The 64 question that’s central to life
The structure of DNA indicates that every species on Earth is descended from a single common ancestor. But what if there are exceptions? Paul Davies explores in his latest column.
Since ancient Greece it has been appreciated that pattern and form pervade the living world, from the arrangements of leaves to the spiral shapes of shells. But it was only in the mid-twentieth century that scientists discovered mathematics at the very core of life.
In 1952 Francis Crick and James Watson discovered the famous double helix structure of DNA, in which the instructions for all known life are inscribed. The vital information is stored as sequences of four molecules, called bases, best-known by their letters A, C, G and T. Rather than words, the letters spell out a mathematical code.

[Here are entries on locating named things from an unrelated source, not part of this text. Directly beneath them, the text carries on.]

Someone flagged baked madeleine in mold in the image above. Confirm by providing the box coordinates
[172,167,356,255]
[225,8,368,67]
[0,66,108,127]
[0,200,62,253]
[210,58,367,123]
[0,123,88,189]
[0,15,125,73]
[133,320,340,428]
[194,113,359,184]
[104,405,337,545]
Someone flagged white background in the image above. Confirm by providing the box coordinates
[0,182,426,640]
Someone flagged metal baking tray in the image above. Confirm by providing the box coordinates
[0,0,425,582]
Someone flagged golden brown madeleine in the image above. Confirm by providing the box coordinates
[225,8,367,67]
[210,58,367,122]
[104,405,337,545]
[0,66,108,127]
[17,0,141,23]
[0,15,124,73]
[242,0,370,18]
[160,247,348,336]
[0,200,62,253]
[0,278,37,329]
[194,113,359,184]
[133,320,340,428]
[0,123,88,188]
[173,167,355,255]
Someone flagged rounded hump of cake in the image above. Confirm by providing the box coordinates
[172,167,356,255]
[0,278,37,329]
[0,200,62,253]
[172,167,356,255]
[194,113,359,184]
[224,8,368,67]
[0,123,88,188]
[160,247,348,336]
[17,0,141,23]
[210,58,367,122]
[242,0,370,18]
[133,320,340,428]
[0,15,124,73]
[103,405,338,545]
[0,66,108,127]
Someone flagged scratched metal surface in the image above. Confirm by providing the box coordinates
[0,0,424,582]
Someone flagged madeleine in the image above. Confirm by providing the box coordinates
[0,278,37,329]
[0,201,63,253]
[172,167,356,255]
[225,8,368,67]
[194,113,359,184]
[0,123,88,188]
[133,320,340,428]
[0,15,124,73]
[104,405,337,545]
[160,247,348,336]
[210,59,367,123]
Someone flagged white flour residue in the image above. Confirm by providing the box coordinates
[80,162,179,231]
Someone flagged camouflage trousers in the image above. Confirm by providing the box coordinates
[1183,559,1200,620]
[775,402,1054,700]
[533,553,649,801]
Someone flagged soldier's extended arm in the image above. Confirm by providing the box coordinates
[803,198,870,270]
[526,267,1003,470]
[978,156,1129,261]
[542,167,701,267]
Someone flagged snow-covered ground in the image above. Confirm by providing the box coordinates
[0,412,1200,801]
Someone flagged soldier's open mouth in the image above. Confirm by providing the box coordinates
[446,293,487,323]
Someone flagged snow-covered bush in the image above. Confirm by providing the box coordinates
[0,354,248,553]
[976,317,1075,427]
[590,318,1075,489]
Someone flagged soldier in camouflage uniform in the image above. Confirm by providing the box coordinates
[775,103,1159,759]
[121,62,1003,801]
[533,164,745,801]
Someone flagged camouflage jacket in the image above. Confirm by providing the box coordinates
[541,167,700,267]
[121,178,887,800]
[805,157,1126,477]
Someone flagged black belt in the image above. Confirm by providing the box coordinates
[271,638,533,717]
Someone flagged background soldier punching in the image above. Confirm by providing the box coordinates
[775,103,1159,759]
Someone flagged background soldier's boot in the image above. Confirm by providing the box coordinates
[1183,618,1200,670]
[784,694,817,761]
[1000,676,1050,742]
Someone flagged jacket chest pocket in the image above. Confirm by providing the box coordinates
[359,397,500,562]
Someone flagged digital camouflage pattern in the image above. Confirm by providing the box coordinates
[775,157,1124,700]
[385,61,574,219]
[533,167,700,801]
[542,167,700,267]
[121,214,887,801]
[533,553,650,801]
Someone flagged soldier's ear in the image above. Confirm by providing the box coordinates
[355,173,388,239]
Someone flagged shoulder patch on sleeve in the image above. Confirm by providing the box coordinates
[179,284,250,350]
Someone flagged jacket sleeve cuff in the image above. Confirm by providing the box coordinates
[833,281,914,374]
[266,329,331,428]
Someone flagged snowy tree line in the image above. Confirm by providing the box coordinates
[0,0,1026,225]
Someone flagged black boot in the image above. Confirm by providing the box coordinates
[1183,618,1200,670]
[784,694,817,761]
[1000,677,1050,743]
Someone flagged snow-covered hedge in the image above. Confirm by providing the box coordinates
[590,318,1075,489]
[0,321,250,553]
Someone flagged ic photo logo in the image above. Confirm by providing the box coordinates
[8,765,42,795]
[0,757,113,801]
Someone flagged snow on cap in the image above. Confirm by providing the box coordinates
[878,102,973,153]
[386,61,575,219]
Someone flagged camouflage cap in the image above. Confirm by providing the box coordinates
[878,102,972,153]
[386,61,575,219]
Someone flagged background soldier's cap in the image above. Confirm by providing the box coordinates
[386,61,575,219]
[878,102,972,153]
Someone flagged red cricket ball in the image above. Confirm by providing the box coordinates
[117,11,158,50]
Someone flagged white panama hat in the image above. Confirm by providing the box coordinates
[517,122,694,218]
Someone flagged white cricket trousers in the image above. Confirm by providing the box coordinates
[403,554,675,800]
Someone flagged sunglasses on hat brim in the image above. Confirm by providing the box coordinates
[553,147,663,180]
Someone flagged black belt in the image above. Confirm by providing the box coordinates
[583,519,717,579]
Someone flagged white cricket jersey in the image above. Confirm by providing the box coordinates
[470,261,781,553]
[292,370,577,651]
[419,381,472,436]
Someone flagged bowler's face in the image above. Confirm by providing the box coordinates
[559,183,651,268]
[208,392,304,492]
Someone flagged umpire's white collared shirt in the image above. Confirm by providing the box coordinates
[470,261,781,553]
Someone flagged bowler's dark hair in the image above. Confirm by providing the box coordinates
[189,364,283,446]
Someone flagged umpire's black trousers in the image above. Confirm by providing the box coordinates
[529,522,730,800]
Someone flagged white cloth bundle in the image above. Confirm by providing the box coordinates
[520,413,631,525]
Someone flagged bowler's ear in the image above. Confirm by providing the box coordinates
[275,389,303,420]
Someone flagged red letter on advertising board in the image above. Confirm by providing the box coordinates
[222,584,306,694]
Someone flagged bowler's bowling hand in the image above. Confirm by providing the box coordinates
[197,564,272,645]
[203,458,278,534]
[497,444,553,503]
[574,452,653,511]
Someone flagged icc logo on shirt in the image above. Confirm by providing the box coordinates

A key function of DNA is to specify the manufacture of proteins, the workhorses of biology. Proteins are made from small molecules, amino acids, strung end to end, typically several hundred in total. There are dozens of possible types of amino acids, but life uses only 20. The properties of a given protein depend on the precise sequence of amino acids that form it, and that sequence is specified by a segment of DNA. Translation between the four-letter alphabet of DNA and the 20-letter alphabet of proteins requires a code. Known simply as the genetic code, it was cracked in the 1960s.
If life used only four amino acids the arithmetic would be simple: each base could stand for a different protein. But to accommodate 20, the bases are grouped into triplets: ACT, GCA and so on. Each triplet is called a ‘codon’. There are 64 possible codons, which is more than enough to specify 20 amino acids. As a result, there are plenty of spare codons. Some are used for punctuation, but the rest code for the same 20 amino acids, implying a lot of redundancy. For example, the amino acid arginine is specified by six different codons: CGT, CGC, CGA, CGG, AGG, and AGA.
One of the most striking features of life on Earth is that the genetic code used by all known organisms is strikingly similar, with few differences across species, implying it was used by the common ancestor of all life, billions of years ago. Given the combinatorial possibilities of specifying 20 amino acids from 64 codons, there are more potential codes than there are atoms in the universe, which prompts the question of whether the actual codes in use are special in some way.
Might there still exist microorganisms using an earlier, simpler version?
Look again at the list of six codons that specify arginine – each differs from its neighbours by a single letter. And the other two codons starting with AG encode serine, an amino acid chemically similar to arginine. So if a mistake occurs in translation the protein is still likely to end up with arginine or a minimally disruptive substitution.
Looking across all the protein families, the code we ended up with seems to be particularly forgiving of mistakes.
If the code is optimised for robustness, then natural selection must have chosen it among less efficient competitors. And that implies it hasn’t always been fixed, but co-evolved with primitive life. Which raises a fascinating possibility. Might there still exist microorganisms using an earlier, simpler version?
Such ‘living fossils’ could easily have been overlooked because searches for novel microbes are customised to spot the code as we know it and would not pick out any ‘aliens’. If a primitive form of life restricted its protein components to, say, 10 rather than 20 amino acids, then a doublet code involving pairs rather than triplets of bases would suffice, providing 16 codon possibilities. Finding such organisms would be the biggest advance in biology since Darwin.
An even more intriguing idea is that the code contains hidden mathematical patterns.
Peter Jarvis of the University of Tasmania presented evidence some years ago that a property known as supersymmetry – a particle physics concept for unifying particles of matter, like electrons, with particles that convey nature’s forces, such as photons – lies buried in the arrangement of the 64 coding assignments. Why such a pattern would be embedded in the code of life is a complete mystery.
Because the origin of the code, along with that of life, is lost, there is plenty of scope for speculation. Is there a code within the code, pointing to deep organisational principles yet to be uncovered?
Is 64 merely the tip of a numerical iceberg concealing a web of mathematical subtleties? The Greek philosophers would surely have agreed: to paraphrase Pythagoras, number is within all living things.